People with cutaneous T-cell lymphoma experience horrible itching and stinging, and red plaques are also a breeding ground for potentially deadly bacteria in advanced stages of the disease. The pathological processes that compromise the skin barrier have remained unknown, but a new study has solved that part of the mystery of this disease.
“We found that the T cells that have developed into cancer cells secrete certain cytokines – signalling substances – that downregulate the production of a type of protein that is crucial for building the skin barrier. We have also showed that the skin remains intact by blocking this downregulation. This also means that we can hopefully prevent the bacterial colonisation that can ultimately become fatal among people with advanced disease. We can also delay this and, by combining the treatment with other drugs, we hope to cure the disease eventually,” explains Niels Ødum, Professor, LEO Foundation Skin Immunology Research Center, University of Copenhagen.
Water loss and compromised expression
Mycosis fungoides is the most common type of cutaneous T-cell lymphoma. The researchers examined people with mycosis fungoides, which accounts for almost 50% of the cases of lymphoma, and people with the rarer Sézary syndrome. The researchers tried to find the differences between tissue samples from cancerous skin and healthy skin of people with cutaneous T-cell lymphoma.
“The samples came from sites at which the cancer had not yet been established. We could thus see which substances the cancer cells make and which substances they stimulate the adjacent cell environment to make. We hoped that this knowledge could explain why the skin changes shape and stops making the protective layer it normally has. Without this layer, people are much more susceptible to potentially dangerous infections,” says Niels Ødum.
The studies were conducted on artificial skin: three-dimensional models built from real human skin cells. The researchers could thus better measure and control small changes in the skin’s delicate balance.
“In the areas adjacent to the cancerous T cells, more of the cytokines, which are normally used to activate the immune system, were secreted. Unfortunately, the cytokines also cause transepidermal water loss and compromise the expression of the skin barrier proteins filaggrin and filaggrin-2, which normally have a protective effect,” explains Niels Ødum.
The skin barrier and filaggrin help to keep the skin cells tightly together. In healthy, uncompromised skin, bacteria cannot slip through. The new research now provides an important part of the reason why the skin is destroyed and thus creates a breeding ground for serious infection.
“A compromised skin barrier provides ideal growth conditions for bacteria such as staphylococci. Previous research has even shown that the infections did not merely result from cutaneous T-cell lymphoma but also accelerate its development. Staphylococci, for example, secrete a toxin that can cause cancer cells to divide faster and thus become more malignant. So the bacteria and cancer cells seem to reinforce each other’s presence,” says Niels Ødum.

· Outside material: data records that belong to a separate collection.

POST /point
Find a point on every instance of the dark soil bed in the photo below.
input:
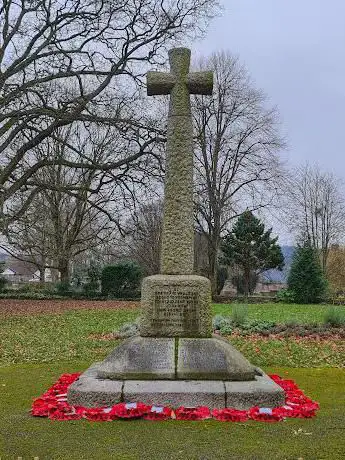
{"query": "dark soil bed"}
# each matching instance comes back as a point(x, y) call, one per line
point(24, 307)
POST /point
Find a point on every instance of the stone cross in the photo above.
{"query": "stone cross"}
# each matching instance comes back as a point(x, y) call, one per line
point(178, 230)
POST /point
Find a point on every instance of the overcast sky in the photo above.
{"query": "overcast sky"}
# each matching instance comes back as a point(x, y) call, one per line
point(294, 51)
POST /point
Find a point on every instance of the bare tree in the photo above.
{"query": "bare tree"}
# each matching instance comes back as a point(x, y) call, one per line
point(144, 236)
point(315, 208)
point(69, 61)
point(60, 224)
point(237, 140)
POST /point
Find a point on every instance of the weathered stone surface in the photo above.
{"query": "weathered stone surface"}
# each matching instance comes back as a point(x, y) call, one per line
point(213, 359)
point(89, 391)
point(178, 232)
point(140, 358)
point(177, 256)
point(262, 392)
point(176, 305)
point(176, 393)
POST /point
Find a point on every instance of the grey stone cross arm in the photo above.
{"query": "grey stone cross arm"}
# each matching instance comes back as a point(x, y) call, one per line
point(177, 256)
point(179, 83)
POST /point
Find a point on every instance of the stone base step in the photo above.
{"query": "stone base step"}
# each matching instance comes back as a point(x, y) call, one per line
point(172, 358)
point(91, 391)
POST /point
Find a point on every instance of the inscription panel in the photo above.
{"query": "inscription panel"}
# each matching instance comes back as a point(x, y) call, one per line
point(175, 309)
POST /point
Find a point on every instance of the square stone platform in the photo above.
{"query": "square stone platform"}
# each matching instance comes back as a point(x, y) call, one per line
point(91, 391)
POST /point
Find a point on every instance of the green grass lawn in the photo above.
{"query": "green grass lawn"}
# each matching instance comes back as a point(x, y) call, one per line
point(318, 438)
point(280, 312)
point(35, 350)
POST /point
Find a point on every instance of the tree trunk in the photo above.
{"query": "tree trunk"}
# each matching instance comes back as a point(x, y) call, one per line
point(64, 271)
point(42, 274)
point(246, 279)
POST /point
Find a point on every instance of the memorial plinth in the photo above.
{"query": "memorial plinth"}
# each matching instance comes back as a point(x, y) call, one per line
point(176, 361)
point(176, 306)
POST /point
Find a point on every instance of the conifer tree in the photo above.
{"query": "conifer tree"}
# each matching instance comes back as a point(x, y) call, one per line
point(306, 279)
point(252, 249)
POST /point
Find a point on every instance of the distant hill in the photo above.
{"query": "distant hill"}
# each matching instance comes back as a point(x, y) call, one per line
point(276, 276)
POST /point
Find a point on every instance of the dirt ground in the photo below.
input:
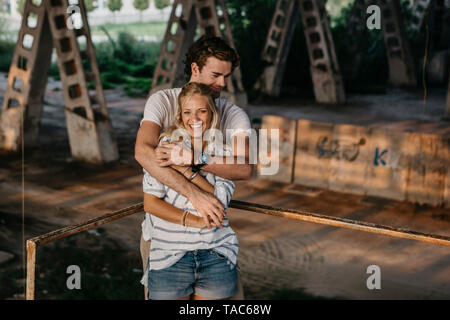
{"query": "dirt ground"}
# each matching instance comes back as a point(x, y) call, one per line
point(278, 258)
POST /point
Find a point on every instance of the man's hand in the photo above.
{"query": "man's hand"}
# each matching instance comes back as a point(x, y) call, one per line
point(209, 207)
point(173, 154)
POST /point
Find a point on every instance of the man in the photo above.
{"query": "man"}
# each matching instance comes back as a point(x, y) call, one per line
point(209, 61)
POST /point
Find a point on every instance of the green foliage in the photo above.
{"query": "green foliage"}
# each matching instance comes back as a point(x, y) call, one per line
point(20, 6)
point(90, 5)
point(129, 62)
point(107, 271)
point(141, 5)
point(138, 87)
point(161, 4)
point(114, 5)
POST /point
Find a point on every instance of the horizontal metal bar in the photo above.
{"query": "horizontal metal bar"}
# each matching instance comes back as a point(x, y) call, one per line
point(83, 226)
point(258, 208)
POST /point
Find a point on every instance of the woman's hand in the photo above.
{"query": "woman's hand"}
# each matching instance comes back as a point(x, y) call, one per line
point(209, 207)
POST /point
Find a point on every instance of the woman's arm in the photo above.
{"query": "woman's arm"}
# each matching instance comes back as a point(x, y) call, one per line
point(170, 213)
point(199, 181)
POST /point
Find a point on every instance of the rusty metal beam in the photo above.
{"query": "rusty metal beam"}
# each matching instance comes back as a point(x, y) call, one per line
point(300, 215)
point(341, 222)
point(33, 243)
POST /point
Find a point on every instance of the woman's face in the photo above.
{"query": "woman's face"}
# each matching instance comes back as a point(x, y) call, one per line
point(196, 115)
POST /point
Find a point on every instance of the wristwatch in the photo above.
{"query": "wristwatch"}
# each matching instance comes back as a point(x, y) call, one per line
point(203, 159)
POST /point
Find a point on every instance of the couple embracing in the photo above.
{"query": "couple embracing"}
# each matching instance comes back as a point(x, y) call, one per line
point(188, 247)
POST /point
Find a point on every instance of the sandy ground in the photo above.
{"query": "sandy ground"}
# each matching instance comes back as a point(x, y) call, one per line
point(275, 253)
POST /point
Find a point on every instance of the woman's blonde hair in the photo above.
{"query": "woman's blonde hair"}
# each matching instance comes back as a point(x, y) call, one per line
point(188, 91)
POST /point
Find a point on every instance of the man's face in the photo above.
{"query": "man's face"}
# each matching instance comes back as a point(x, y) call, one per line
point(214, 74)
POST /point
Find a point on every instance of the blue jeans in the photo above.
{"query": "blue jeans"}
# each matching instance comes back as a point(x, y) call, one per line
point(204, 273)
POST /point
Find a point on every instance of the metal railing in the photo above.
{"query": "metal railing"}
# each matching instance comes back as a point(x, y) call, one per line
point(301, 215)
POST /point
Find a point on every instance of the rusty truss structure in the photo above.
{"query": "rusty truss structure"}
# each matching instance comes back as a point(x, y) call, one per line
point(46, 25)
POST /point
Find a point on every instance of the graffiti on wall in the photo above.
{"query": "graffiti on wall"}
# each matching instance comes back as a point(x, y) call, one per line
point(346, 150)
point(338, 149)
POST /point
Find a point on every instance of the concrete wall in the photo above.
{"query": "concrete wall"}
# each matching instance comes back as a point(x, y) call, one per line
point(405, 160)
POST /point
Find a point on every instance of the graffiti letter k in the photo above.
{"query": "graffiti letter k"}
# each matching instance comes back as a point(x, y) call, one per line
point(378, 157)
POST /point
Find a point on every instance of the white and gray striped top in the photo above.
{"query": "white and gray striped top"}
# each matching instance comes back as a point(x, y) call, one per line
point(170, 241)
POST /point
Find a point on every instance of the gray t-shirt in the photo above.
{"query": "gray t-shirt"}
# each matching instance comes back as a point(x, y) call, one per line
point(161, 106)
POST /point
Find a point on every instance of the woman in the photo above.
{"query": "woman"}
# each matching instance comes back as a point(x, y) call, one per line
point(188, 261)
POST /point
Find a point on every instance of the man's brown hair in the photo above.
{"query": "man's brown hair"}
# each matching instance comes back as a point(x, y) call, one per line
point(209, 46)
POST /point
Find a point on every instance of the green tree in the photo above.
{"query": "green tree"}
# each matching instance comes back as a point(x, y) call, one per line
point(90, 5)
point(114, 5)
point(141, 5)
point(20, 6)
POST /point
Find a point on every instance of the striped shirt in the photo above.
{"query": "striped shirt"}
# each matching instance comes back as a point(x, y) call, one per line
point(170, 241)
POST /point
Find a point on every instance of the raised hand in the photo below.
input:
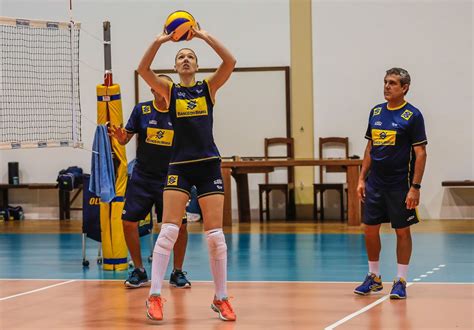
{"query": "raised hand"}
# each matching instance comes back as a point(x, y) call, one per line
point(198, 32)
point(164, 37)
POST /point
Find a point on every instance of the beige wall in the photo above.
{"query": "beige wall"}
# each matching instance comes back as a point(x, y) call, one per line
point(302, 95)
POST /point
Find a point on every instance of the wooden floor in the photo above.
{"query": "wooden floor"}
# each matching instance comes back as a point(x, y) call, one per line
point(107, 304)
point(302, 227)
point(289, 302)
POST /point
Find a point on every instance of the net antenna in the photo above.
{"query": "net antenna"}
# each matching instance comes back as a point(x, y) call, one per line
point(39, 84)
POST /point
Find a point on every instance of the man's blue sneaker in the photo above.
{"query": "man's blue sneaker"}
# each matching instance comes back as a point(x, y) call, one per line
point(372, 283)
point(136, 279)
point(399, 289)
point(178, 279)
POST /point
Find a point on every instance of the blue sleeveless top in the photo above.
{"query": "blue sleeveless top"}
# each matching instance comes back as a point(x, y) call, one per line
point(191, 112)
point(155, 138)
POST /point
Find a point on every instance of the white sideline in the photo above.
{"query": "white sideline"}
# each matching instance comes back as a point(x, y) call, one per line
point(360, 311)
point(36, 290)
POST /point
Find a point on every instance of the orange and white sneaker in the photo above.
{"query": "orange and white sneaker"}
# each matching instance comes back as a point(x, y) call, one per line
point(224, 308)
point(154, 307)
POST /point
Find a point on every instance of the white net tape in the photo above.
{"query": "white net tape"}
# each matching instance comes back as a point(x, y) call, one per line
point(39, 84)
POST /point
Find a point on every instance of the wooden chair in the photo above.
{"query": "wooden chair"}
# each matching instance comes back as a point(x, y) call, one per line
point(321, 187)
point(287, 188)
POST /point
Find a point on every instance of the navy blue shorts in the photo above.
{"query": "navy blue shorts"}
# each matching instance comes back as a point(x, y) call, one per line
point(205, 175)
point(142, 193)
point(383, 206)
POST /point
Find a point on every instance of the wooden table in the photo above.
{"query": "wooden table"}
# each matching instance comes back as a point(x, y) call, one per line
point(65, 200)
point(240, 170)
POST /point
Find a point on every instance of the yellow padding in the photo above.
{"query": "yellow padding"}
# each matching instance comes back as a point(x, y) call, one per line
point(113, 241)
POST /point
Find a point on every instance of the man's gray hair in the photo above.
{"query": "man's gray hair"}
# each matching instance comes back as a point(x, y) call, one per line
point(404, 75)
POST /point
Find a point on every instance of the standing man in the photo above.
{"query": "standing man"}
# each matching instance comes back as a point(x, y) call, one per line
point(390, 179)
point(152, 123)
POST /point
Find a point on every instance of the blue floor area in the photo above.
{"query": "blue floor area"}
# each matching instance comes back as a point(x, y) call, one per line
point(252, 257)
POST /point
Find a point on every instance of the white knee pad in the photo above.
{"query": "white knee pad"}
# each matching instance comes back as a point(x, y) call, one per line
point(216, 244)
point(166, 239)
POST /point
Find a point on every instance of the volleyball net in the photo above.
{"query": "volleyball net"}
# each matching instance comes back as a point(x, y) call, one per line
point(39, 84)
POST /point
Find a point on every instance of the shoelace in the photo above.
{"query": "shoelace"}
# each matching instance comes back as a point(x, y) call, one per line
point(181, 274)
point(135, 274)
point(159, 298)
point(398, 285)
point(367, 280)
point(226, 305)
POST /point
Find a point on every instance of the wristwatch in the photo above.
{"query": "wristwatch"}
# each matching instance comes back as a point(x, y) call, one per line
point(417, 186)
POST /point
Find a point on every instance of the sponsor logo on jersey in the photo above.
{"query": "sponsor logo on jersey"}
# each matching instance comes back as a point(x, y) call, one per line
point(172, 180)
point(159, 136)
point(377, 111)
point(383, 137)
point(146, 109)
point(191, 108)
point(407, 114)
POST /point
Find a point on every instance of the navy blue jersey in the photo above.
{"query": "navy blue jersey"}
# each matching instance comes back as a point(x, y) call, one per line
point(155, 138)
point(191, 111)
point(394, 132)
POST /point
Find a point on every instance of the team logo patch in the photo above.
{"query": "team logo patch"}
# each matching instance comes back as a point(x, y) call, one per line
point(384, 137)
point(172, 180)
point(192, 104)
point(377, 111)
point(146, 109)
point(159, 136)
point(191, 108)
point(407, 114)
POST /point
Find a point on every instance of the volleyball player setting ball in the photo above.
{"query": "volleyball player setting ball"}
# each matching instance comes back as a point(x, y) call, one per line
point(195, 159)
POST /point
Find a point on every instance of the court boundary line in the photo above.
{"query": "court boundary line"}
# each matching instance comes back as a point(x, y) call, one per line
point(36, 290)
point(360, 311)
point(209, 281)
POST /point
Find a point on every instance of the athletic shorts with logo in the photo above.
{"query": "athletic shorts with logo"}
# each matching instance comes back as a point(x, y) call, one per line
point(142, 193)
point(205, 175)
point(387, 206)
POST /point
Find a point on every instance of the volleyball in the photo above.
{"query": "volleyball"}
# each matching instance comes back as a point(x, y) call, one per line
point(180, 22)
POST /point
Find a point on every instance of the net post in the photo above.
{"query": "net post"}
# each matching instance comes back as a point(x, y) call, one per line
point(107, 55)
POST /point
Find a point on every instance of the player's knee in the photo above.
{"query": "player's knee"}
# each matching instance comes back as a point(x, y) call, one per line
point(371, 230)
point(183, 229)
point(216, 243)
point(166, 239)
point(403, 233)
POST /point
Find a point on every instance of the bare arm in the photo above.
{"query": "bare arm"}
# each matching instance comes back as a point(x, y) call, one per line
point(364, 171)
point(161, 86)
point(223, 72)
point(413, 196)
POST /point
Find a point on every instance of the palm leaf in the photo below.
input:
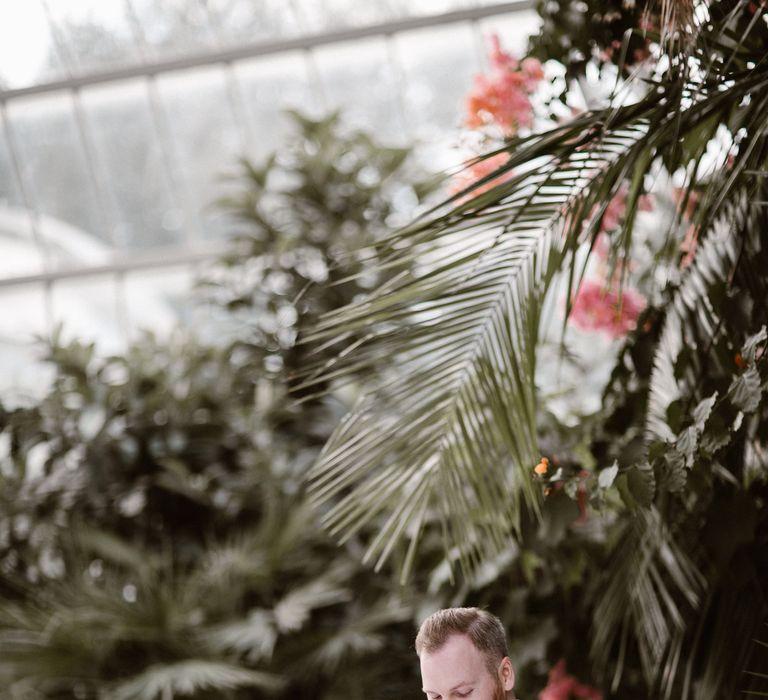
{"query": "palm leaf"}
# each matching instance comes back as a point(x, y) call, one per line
point(187, 677)
point(452, 426)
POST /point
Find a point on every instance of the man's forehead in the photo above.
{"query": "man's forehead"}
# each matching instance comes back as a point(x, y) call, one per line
point(457, 657)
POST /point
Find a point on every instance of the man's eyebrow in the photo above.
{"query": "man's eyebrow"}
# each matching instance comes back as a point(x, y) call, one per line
point(456, 687)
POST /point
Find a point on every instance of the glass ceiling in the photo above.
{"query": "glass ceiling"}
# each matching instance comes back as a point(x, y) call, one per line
point(119, 120)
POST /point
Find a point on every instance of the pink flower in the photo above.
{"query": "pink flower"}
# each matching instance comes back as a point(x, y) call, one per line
point(561, 686)
point(477, 171)
point(596, 308)
point(503, 97)
point(614, 212)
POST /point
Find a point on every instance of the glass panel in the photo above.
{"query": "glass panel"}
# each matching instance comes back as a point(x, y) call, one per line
point(129, 149)
point(158, 300)
point(513, 29)
point(172, 28)
point(22, 325)
point(269, 87)
point(206, 139)
point(96, 35)
point(245, 21)
point(26, 54)
point(437, 7)
point(53, 163)
point(21, 254)
point(87, 309)
point(24, 317)
point(358, 77)
point(438, 64)
point(331, 15)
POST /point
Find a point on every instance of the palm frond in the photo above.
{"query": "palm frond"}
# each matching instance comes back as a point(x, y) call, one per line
point(188, 677)
point(452, 426)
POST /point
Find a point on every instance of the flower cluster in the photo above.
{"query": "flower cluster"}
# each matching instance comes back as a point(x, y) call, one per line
point(562, 686)
point(503, 98)
point(609, 310)
point(479, 169)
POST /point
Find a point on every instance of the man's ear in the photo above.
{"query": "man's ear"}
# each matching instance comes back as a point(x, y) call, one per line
point(507, 674)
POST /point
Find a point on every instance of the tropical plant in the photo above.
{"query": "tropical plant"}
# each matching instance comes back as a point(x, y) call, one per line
point(155, 541)
point(447, 439)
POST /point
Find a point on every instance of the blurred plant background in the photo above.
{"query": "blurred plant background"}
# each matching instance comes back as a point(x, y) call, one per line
point(545, 397)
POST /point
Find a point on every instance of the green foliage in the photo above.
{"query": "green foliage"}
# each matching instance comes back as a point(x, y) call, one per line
point(155, 539)
point(447, 439)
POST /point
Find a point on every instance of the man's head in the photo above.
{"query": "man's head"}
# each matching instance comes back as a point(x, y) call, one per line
point(463, 654)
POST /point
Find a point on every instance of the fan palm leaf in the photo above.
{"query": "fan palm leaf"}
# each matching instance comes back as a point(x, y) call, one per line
point(452, 425)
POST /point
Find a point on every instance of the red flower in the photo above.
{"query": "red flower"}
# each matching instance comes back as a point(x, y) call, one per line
point(596, 308)
point(562, 686)
point(503, 98)
point(477, 171)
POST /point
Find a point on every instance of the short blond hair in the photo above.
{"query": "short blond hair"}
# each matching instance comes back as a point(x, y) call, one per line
point(484, 629)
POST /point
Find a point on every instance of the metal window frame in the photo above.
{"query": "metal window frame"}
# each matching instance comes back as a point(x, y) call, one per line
point(195, 252)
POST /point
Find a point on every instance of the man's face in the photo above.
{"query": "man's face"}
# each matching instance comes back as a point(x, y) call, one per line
point(458, 670)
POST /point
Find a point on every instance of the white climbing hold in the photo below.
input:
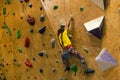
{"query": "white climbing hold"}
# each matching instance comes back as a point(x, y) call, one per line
point(100, 3)
point(95, 26)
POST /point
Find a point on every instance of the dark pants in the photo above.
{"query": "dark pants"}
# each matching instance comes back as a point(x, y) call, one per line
point(66, 55)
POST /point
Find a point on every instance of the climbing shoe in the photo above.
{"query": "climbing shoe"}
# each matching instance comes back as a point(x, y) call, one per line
point(87, 71)
point(67, 68)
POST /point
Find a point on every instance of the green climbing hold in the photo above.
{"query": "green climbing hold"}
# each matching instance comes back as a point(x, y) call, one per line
point(74, 68)
point(19, 50)
point(55, 7)
point(8, 1)
point(4, 10)
point(86, 50)
point(18, 34)
point(7, 29)
point(81, 9)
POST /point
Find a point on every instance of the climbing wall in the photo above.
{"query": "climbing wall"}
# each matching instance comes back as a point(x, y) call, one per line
point(26, 52)
point(83, 11)
point(28, 27)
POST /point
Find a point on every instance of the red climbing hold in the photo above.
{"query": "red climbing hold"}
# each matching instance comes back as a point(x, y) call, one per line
point(27, 42)
point(30, 20)
point(26, 0)
point(28, 63)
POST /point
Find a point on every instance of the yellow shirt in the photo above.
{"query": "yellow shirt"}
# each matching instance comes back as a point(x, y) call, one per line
point(64, 39)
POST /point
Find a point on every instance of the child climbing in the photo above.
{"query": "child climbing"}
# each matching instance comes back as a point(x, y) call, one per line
point(68, 49)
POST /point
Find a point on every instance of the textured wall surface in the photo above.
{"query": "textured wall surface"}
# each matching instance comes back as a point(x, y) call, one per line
point(12, 62)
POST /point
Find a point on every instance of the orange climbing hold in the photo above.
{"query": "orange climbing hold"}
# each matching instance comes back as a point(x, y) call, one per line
point(28, 63)
point(27, 42)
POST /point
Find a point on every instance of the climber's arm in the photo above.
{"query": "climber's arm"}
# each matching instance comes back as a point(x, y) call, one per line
point(68, 25)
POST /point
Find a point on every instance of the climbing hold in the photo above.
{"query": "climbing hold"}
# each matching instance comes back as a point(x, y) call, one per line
point(50, 34)
point(41, 70)
point(40, 54)
point(28, 63)
point(30, 20)
point(57, 60)
point(61, 78)
point(46, 55)
point(31, 30)
point(55, 7)
point(19, 50)
point(18, 34)
point(21, 17)
point(70, 36)
point(7, 29)
point(21, 1)
point(53, 43)
point(33, 58)
point(8, 1)
point(26, 0)
point(30, 5)
point(53, 69)
point(74, 68)
point(66, 78)
point(42, 29)
point(41, 8)
point(4, 10)
point(86, 50)
point(2, 65)
point(13, 14)
point(119, 10)
point(27, 42)
point(81, 8)
point(42, 18)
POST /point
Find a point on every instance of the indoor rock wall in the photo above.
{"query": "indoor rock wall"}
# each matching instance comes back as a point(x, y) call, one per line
point(44, 62)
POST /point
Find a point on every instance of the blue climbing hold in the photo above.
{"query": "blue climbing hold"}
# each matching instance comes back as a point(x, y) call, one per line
point(42, 29)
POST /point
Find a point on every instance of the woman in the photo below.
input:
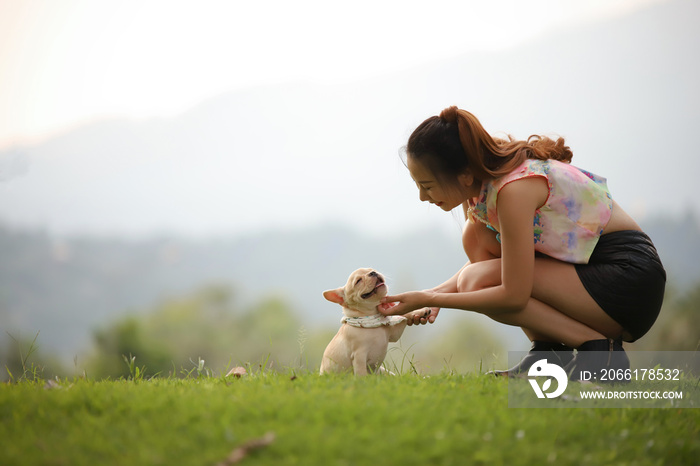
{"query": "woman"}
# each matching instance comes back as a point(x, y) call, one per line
point(549, 250)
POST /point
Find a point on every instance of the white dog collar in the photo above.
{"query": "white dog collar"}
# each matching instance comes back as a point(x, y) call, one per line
point(377, 320)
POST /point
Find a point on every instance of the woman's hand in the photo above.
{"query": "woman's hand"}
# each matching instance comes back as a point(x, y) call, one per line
point(405, 303)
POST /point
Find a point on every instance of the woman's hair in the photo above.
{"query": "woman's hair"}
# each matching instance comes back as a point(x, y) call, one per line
point(454, 141)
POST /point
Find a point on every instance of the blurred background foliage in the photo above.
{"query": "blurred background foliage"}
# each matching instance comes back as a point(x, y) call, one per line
point(171, 338)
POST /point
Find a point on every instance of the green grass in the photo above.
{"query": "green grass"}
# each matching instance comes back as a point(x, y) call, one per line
point(330, 420)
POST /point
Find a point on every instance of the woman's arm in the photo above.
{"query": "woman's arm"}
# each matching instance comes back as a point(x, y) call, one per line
point(517, 202)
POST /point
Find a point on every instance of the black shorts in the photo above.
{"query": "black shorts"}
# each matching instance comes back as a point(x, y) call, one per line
point(626, 278)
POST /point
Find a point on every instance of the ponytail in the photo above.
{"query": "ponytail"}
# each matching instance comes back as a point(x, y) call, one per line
point(456, 140)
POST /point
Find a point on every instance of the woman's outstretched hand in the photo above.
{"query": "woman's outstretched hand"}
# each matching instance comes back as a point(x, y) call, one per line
point(404, 303)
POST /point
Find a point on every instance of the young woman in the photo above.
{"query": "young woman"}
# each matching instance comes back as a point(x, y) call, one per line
point(549, 250)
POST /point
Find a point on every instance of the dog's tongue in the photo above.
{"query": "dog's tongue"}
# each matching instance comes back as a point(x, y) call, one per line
point(385, 306)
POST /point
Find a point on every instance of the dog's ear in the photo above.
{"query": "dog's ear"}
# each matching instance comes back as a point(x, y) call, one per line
point(335, 296)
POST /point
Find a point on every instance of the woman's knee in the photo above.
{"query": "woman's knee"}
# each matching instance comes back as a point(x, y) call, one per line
point(480, 275)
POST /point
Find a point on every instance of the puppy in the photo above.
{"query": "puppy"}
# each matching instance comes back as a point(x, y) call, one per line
point(362, 341)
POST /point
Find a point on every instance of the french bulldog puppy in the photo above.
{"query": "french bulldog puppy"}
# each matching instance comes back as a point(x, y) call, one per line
point(362, 341)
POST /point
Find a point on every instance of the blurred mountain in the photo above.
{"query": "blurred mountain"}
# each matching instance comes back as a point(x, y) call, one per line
point(623, 92)
point(66, 288)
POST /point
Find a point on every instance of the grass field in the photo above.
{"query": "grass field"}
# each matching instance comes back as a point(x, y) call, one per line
point(277, 418)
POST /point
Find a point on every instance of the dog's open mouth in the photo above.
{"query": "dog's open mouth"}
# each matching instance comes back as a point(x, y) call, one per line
point(380, 283)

JAK1 inhibitors are a mechanism for counteracting the repression of filaggrins and a clinically approved JAK inhibitor called tofacitinib is already used to treat rheumatic diseases.
“This means we do not need to start from scratch with testing the drug. We expect that we can rapidly offer it to some patients in a trial and then determine whether it actually works in the way we expect or not,” explains Niels Ødum.
Under Niels Ødum’s leadership, the new results have been achieved through a unique collaboration that cuts across several disciplines and institutions, with the participation of researchers from the University of Copenhagen led by PhD student Maria Gluud in close collaboration with Lars Iversen and his team at the Department of Dermatology, Aarhus University Hospital and Maria Rørbæk Kamstrup, a doctor at the Department of Dermatology, Bispebjerg and Frederiksberg Hospital in Copenhagen.
The group is now optimistic about the future treatment of cutaneous T-cell lymphoma.
“We hope we can create a trivalent treatment somewhat like the one for tuberculosis. We are already testing completely new substances that can reduce the number of infections and thus remove the extra fuel they give to cutaneous T-cell lymphoma. With our new results, we can probably remove the skin barrier defects and thus the severe discomfort and increased risk of infection they cause. Finally, we need to find a treatment, and promising trials are also underway. So we are very optimistic about one day being able to completely cure the disease, although there is still a long way to go,” concludes Niels Ødum.